Among the new storage systems that are appearing within the Big Data universe, Cassandra is one of the most interesting and significant. Cassandra is defined as a distributed and massively scalable NoSQL database, and this, from our point of view, is its greatest virtue: the capacity to scale up linearly.
Additionally, Cassandra introduces very interesting concepts, such as multi data center support and peer-to-peer communication between its nodes. In this article, we will take a closer look at these and other characteristics that make Cassandra so special.
History and origins
Cassandra’s original development started in Facebook, where it was designed to power the inbox search feature. In 2008, it was released as an open-source project; in February 2010, it became a top-level Apache Software Foundation project. It is inspired on and influenced by the 2007 Amazon Dynamo and 2006 Google Bigtable papers. Nowadays, it is maintained and developed by Datastax.
Its name is inspired on priestess Cassandra of Greek mythology, who had the gift of prophecy and predicted the Trojan Horse deception.
Architecture and characteristics
Cassandra offers tolerance to partitions and availability, but at the expense of consistency, as defined in the CAP theorem. The level of consistency is tunable, based on our preferences, including at the query level.
It is distributed, which means that the information is scattered across the various nodes of the cluster. Furthermore, it offers high availability, so that if any of the nodes fails, the service doesn’t drop or degrade.
It is linearly scalable, which means that the throughput increases linearly as we add nodes. For example: if we can support 100,000 operations per second with 2 nodes, we will support 200,000 with 4. This gives our systems great predictability.
It is horizontally scalable, which means we can scale up our system by adding new nodes based on low-cost commodity hardware.
It implements a peer-to-peer architecture, which eliminates single points of failure and dispenses with the master-slave patterns of other storage systems. This way, any of the nodes can take on the role of query coordinator. It will be the driver to decide which node should take on the role of coordinator.
The data is distributed across the cluster based on a single token, calculated for each row by a hash function. The nodes evenly split the range of tokens, which goes from -263 to 263; this defines the primary node. Internally, Cassandra will replicate the data across the nodes with the policy we define; for example, we can define the factor of replication. Additionally, it supports the concept of data center to logically group the nodes and keep the data closer to the user.
Cassandra Query Language (CQL) is the language used for accessing data in Cassandra, derived from SQL. In Cassandra, the data is denormalized, and therefore the concept of joins or subqueries doesn’t exist.
We can interface with Cassandra with CQL through the CQL shell, cqlshell. We can also use graphic tools like DevCenter or through supported drivers for multiple programming languages.
It also combines properties of a key-value database with those of a column-oriented one.
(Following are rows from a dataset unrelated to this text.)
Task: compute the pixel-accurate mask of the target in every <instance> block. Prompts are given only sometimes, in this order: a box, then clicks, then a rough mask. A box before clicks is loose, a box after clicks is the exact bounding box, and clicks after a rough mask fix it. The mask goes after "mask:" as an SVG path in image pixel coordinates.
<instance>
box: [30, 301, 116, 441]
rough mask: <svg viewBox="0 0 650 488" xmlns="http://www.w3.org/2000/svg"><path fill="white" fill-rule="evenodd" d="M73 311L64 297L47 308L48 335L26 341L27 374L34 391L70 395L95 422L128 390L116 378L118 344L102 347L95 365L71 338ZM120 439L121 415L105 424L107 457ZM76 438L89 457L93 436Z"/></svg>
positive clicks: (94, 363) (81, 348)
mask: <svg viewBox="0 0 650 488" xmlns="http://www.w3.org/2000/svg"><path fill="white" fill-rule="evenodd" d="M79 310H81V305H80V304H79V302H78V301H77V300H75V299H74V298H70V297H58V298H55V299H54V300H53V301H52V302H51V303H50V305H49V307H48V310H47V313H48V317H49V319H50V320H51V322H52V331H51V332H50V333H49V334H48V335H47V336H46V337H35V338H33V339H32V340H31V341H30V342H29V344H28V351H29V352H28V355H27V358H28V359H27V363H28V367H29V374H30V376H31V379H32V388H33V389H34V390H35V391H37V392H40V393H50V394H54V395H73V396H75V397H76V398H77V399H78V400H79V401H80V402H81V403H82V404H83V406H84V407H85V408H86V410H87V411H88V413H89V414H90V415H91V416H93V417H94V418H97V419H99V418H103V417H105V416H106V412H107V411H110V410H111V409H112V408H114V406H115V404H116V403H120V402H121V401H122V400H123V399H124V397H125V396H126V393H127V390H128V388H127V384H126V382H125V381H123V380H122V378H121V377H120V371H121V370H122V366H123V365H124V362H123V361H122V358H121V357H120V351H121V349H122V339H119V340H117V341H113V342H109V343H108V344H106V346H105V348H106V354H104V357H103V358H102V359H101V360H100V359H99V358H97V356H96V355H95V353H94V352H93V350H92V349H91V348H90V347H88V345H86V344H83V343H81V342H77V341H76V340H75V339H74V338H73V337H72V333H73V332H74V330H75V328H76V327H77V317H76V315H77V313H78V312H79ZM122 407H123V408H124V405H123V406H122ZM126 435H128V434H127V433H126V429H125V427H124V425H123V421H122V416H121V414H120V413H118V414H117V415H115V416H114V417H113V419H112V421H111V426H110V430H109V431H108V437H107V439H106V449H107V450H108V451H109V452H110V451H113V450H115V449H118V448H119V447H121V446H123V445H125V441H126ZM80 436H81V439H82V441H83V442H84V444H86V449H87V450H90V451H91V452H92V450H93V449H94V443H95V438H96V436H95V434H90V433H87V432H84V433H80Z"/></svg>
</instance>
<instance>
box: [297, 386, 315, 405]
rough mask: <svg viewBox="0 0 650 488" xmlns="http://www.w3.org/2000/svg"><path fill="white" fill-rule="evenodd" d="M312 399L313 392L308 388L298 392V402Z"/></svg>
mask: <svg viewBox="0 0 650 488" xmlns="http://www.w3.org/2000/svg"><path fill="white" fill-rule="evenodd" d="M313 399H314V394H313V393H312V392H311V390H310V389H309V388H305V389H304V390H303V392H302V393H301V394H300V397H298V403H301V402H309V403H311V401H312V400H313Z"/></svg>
As we can see in the following diagram, the information is organized in such a way that the entire row has a single key and a series of key pairs, a column value. It is important to keep these characteristics in mind when we design our data model.
When we design our model, we must be guided by the data-access patterns, we must analyze the queries we want to implement in our system; this way, we will be able to design an efficient model that can make the most of Cassandra’s advantages.
It is also important to adequately define the partition key of our data, because Cassandra will use this key to distribute the data across the cluster. If we want to make the most of our cluster, we must conceive the distribution of the data to avoid bottlenecks. It is also advisable, given our query pattern, to attempt to minimize the number of partitions we must access for any one reading.
Cassandra is a brilliant solution for many of the uses we can find in the world of Big Data. Nevertheless, it is not suited to store a conventional data warehouse.
Ideally, we want to have from the start a clear understanding of the use and type of queries needed, so that we can design the database coherently. This way, we will be able to handle large data volumes and make the most of this powerful distributed database.